Monday, November 5, 2012

The Day Aberystwyth Stood Still

Louie Knight: The Day Aberystwyth Stood Still
Malcolm Pryce is an English author who moved to the Welsh seaside town of Aberystwyth at the age of nine and now writes detective novels set there. His books parody vintage pulp, using artwork typically associated with the hard-boiled detective stories that were popular in the 1930s and depicting a fictional, alternative Wales that could pass for something from a classic film noir. In reality Aberystwyth is a quaint little Welsh town but Pryce portrays it as being filled with crime and mystery, with all manner of sinister figures lurking in the wings. This is undoubtedly an in-joke that people familiar with the area will find hilarious but that will probably be lost on most readers.
The Plot
The Day Aberystwyth Stood Still is the sixth book in the Louie Knight series, Louie Knight being Aberystwyth’s only private detective. It features Louie attempting to find out the truth behind a local farmer’s encounter with an alien, solve the mystery of a notorious thief who was hanged for a robbery only to be seen boarding a bus twenty-five years down the line and figure out why shadowy government agents have suddenly appeared in Aberystwyth. The plot is sometimes surreal to the point of silliness but it is nevertheless cleverly constructed and full of twists and turns.
More than Just a Spoof
Pryce’s strength lies in his ability to switch from humour and surrealism to content that genuinely manages to pluck at readers’ heartstrings. Rather than being a one-dimensional parody, his book is full of complex, well-developed characters that would be believable if they didn’t exist within such a surreal setting. It is easy to become attached to the supporting cast, as they each have their own distinct personalities and provide a lot more than just comic relief. Pryce displays an impressively sharp wit and underpins the quirky world that he has created with a feeling of melancholy and the message that human beings are intent on causing pain and grief to one another in spite of the obvious pointlessness of their actions. The book works on numerous different levels, providing strange and often dark humour with a hidden depth to it.
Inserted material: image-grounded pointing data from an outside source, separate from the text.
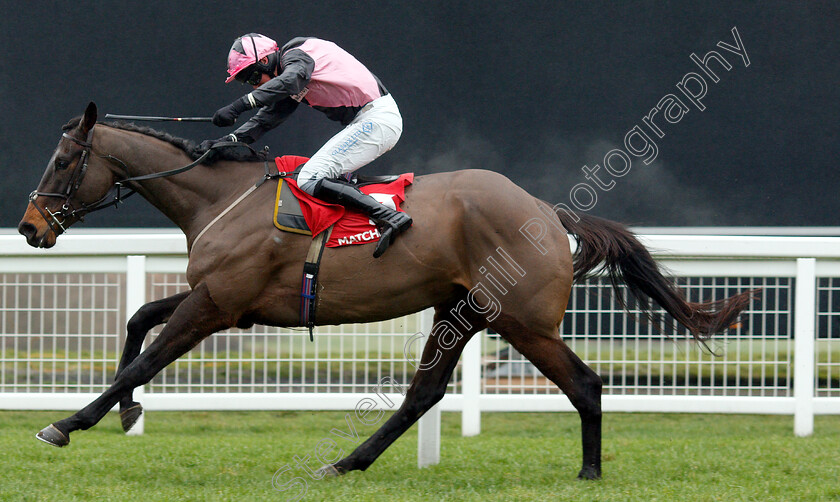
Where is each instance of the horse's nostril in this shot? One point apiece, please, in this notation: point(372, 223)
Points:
point(26, 229)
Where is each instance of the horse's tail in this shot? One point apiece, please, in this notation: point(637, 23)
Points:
point(607, 246)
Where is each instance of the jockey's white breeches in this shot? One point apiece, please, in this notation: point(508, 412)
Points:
point(375, 130)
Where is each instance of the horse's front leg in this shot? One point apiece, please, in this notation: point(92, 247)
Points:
point(196, 318)
point(147, 317)
point(440, 356)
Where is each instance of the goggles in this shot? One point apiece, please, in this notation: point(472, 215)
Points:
point(249, 76)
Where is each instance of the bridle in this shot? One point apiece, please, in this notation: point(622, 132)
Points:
point(56, 219)
point(115, 195)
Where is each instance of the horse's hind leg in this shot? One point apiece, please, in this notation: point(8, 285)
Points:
point(580, 384)
point(196, 318)
point(147, 317)
point(440, 356)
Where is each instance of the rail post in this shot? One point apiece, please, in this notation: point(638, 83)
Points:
point(135, 297)
point(803, 351)
point(428, 427)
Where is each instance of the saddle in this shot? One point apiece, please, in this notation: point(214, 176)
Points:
point(298, 212)
point(330, 225)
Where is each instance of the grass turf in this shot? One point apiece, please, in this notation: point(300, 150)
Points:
point(517, 456)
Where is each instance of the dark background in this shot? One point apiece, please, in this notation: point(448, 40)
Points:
point(533, 90)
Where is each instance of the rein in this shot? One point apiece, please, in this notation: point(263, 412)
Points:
point(115, 194)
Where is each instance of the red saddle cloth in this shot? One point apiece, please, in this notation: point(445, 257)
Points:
point(351, 227)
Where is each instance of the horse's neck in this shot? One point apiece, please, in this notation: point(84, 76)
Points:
point(189, 198)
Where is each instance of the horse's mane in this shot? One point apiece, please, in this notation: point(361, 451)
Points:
point(189, 147)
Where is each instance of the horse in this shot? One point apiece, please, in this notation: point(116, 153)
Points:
point(242, 271)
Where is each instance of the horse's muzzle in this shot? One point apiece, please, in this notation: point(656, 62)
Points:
point(36, 236)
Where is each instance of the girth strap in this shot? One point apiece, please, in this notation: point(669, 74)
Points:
point(310, 280)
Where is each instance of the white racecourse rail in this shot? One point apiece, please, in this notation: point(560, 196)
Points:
point(64, 312)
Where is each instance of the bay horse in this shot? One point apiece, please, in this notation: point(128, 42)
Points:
point(244, 271)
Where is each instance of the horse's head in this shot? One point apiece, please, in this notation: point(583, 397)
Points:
point(61, 198)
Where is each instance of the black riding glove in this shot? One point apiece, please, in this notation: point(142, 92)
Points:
point(208, 143)
point(226, 116)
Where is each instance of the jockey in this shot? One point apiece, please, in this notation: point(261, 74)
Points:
point(327, 78)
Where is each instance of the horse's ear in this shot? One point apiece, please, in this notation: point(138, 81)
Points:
point(90, 118)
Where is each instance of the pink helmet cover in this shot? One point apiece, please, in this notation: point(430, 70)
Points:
point(238, 61)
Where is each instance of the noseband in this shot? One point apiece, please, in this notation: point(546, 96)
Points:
point(55, 220)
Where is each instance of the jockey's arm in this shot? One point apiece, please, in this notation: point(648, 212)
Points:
point(266, 119)
point(278, 97)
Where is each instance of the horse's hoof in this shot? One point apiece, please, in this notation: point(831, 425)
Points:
point(129, 416)
point(589, 473)
point(327, 471)
point(51, 435)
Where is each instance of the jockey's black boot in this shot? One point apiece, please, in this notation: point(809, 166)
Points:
point(390, 222)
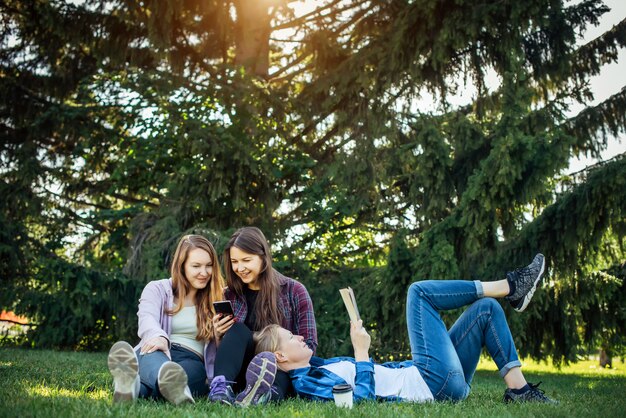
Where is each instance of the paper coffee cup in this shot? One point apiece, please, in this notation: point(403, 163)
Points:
point(343, 395)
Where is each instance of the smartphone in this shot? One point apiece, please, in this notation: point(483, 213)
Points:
point(224, 307)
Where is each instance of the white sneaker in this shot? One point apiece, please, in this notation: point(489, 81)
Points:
point(173, 383)
point(124, 367)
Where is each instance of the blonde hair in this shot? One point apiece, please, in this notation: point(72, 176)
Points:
point(267, 339)
point(204, 297)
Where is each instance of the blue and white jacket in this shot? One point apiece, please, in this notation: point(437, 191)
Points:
point(317, 383)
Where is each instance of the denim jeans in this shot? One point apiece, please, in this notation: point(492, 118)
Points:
point(149, 365)
point(235, 352)
point(447, 359)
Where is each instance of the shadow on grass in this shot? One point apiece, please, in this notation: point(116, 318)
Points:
point(50, 384)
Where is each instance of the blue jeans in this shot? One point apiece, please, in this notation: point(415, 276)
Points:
point(447, 359)
point(149, 365)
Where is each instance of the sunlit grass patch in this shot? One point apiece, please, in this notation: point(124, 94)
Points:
point(64, 384)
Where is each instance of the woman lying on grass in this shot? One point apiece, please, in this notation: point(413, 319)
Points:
point(444, 360)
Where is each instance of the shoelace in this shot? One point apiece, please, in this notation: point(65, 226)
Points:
point(535, 392)
point(220, 386)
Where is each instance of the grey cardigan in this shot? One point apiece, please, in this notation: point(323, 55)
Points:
point(156, 297)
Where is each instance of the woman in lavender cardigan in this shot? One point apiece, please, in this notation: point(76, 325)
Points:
point(176, 354)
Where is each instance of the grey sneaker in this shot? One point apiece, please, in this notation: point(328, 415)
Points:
point(534, 394)
point(259, 378)
point(124, 367)
point(525, 282)
point(173, 383)
point(221, 391)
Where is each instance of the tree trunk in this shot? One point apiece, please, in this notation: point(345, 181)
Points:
point(606, 359)
point(253, 36)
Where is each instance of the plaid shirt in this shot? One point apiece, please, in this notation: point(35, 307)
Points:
point(295, 304)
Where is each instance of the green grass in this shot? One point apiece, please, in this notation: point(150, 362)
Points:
point(37, 383)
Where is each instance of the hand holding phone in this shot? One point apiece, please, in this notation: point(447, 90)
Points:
point(224, 307)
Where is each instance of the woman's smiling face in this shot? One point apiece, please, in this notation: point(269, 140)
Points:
point(198, 268)
point(246, 266)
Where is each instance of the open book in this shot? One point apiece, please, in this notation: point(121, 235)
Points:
point(349, 300)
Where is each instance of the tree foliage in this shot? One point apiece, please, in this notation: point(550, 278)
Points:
point(147, 120)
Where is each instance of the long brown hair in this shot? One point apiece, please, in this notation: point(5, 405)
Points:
point(267, 307)
point(204, 297)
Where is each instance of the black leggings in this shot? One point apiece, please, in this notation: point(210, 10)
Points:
point(235, 352)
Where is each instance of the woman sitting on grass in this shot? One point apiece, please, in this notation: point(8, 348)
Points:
point(176, 355)
point(444, 360)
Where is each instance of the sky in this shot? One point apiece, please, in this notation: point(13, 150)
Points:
point(611, 79)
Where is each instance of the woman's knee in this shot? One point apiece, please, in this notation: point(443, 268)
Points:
point(454, 389)
point(239, 331)
point(418, 289)
point(491, 305)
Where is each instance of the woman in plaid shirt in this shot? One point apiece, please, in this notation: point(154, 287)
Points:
point(260, 296)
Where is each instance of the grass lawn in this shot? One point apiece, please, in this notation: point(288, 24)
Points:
point(49, 384)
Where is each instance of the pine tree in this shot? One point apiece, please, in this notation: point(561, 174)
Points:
point(150, 119)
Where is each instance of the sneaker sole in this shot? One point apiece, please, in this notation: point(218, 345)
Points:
point(124, 367)
point(261, 385)
point(173, 382)
point(531, 292)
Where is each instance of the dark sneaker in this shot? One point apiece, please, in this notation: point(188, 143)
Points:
point(124, 367)
point(259, 378)
point(221, 391)
point(525, 281)
point(534, 394)
point(173, 383)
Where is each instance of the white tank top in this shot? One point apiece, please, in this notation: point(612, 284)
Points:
point(185, 330)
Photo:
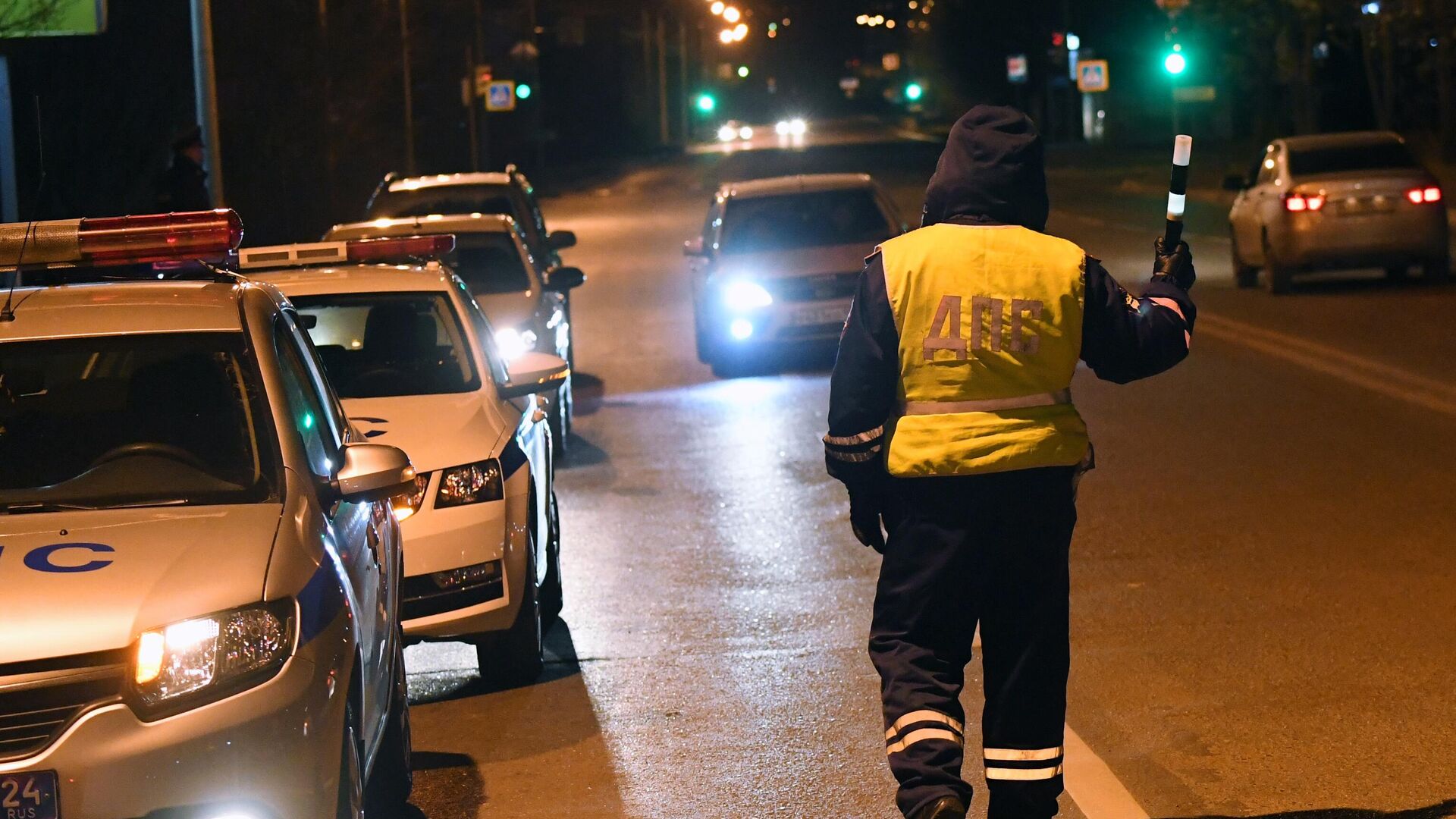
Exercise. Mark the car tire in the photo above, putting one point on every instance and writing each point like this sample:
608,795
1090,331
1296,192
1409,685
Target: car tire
552,592
1277,279
517,654
1244,275
350,803
1438,271
394,774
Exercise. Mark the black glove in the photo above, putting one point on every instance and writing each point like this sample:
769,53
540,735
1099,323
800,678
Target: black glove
864,516
1177,265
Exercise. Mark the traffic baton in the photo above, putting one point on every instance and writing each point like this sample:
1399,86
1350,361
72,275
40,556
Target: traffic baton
1177,193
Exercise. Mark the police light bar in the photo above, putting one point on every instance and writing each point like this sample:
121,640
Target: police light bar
120,241
344,253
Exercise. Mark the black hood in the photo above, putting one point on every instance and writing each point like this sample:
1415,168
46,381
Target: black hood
992,172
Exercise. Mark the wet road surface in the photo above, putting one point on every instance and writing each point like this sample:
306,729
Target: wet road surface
1261,575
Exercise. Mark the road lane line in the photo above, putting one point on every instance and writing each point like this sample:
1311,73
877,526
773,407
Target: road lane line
1359,371
1097,790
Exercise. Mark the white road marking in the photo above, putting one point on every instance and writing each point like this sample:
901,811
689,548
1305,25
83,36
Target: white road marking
1359,371
1092,784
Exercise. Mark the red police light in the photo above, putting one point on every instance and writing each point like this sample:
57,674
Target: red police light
400,246
164,237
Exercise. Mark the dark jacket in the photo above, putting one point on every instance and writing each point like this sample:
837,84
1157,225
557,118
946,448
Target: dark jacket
992,172
184,187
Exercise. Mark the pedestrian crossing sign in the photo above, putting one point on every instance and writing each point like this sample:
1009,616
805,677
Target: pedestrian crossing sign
500,95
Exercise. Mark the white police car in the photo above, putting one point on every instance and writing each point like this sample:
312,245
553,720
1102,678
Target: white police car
200,561
414,360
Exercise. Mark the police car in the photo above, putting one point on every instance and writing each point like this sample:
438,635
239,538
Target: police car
199,551
416,363
526,299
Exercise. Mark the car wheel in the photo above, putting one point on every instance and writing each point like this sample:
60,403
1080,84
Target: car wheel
351,770
516,656
1277,279
1244,275
552,592
394,774
1438,271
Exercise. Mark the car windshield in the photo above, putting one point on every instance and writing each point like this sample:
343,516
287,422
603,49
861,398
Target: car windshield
386,344
490,264
446,200
804,221
133,420
1340,159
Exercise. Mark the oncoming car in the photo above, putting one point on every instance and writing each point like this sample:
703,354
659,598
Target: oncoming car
414,360
778,262
1337,202
200,551
528,302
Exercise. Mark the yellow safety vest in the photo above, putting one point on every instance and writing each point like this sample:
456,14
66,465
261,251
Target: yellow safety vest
990,333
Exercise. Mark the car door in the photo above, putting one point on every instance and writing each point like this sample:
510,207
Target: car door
354,531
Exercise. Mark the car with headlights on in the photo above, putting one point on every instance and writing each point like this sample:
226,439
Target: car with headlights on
416,362
525,297
201,563
778,262
1337,202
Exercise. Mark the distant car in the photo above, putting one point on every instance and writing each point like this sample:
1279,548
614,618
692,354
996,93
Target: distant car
413,357
525,297
506,193
780,260
1337,202
201,560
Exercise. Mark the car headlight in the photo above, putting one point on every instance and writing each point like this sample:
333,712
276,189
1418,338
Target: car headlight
473,483
746,297
206,659
514,343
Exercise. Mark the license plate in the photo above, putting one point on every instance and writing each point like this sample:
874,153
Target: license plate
30,796
819,315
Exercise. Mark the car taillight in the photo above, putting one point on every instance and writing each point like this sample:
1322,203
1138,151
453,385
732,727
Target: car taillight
400,246
1299,203
1421,196
121,240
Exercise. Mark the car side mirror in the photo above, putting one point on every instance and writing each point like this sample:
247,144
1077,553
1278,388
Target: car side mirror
373,471
532,373
565,279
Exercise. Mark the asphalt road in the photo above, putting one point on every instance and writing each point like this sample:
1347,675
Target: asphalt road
1263,605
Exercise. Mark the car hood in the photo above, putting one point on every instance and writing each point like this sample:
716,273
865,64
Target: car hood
126,570
435,430
805,261
509,309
Another impressive feature of Pryce’s writing is his ability to craft sentences that they are a pleasure to read. Some of his phrasing is bordering on poetic and he manages to keep his style accessible whilst demonstrating that he has perfectly mastered the written word. The structure of his book is also cleverly thought out, with the pace and mood changing at regular intervals in order to maintain the attention of the reader. This is done seamlessly and subtly without seeming clumsy or deliberate and creates a sense of nail-biting suspense.
The Downside
The only thing about The Day Aberystwyth Stood Still that is slightly disappointing is its failure to build upon some of the characters introduced earlier on in the series. Louie’s love interest Myfanwy, who was present in the first few books, does not make an appearance, which leaves the reader wondering where she has got to, and Llunos, a policeman who Louie has developed a love/hate relationship with, is also nowhere to be seen. There were unresolved issues related to these characters that readers were led to believe would be tied up later in the series. The fact that they are not even mentioned gives the impression that Pryce has lost interest in them and introduced a new cast of characters without bothering to finish telling their stories. However this leaves room for them to be re-introduced in a future Louie Knight book and still fails to detract from the quality of the story to an extent where it is no longer fun to read. If there are any book deals that enable you to purchase the entire series, I would recommend doing so but if not, the lack of inclusion of these characters might even add to readers’ enjoyment of The Day Aberystwyth Stood Still, as it means that it can be read as a standalone title even if you have no knowledge of the previous books.
Overall Verdict
The Day Aberystwyth Stood Still is both a skilful parody and a well-constructed detective story. It manages to straddle the line between humour and serious content, captivating readers whilst simultaneously making them laugh. I would recommend this book for pulp fans who are able to take a humorous look at the genre and enjoy a story with plenty of hidden twists.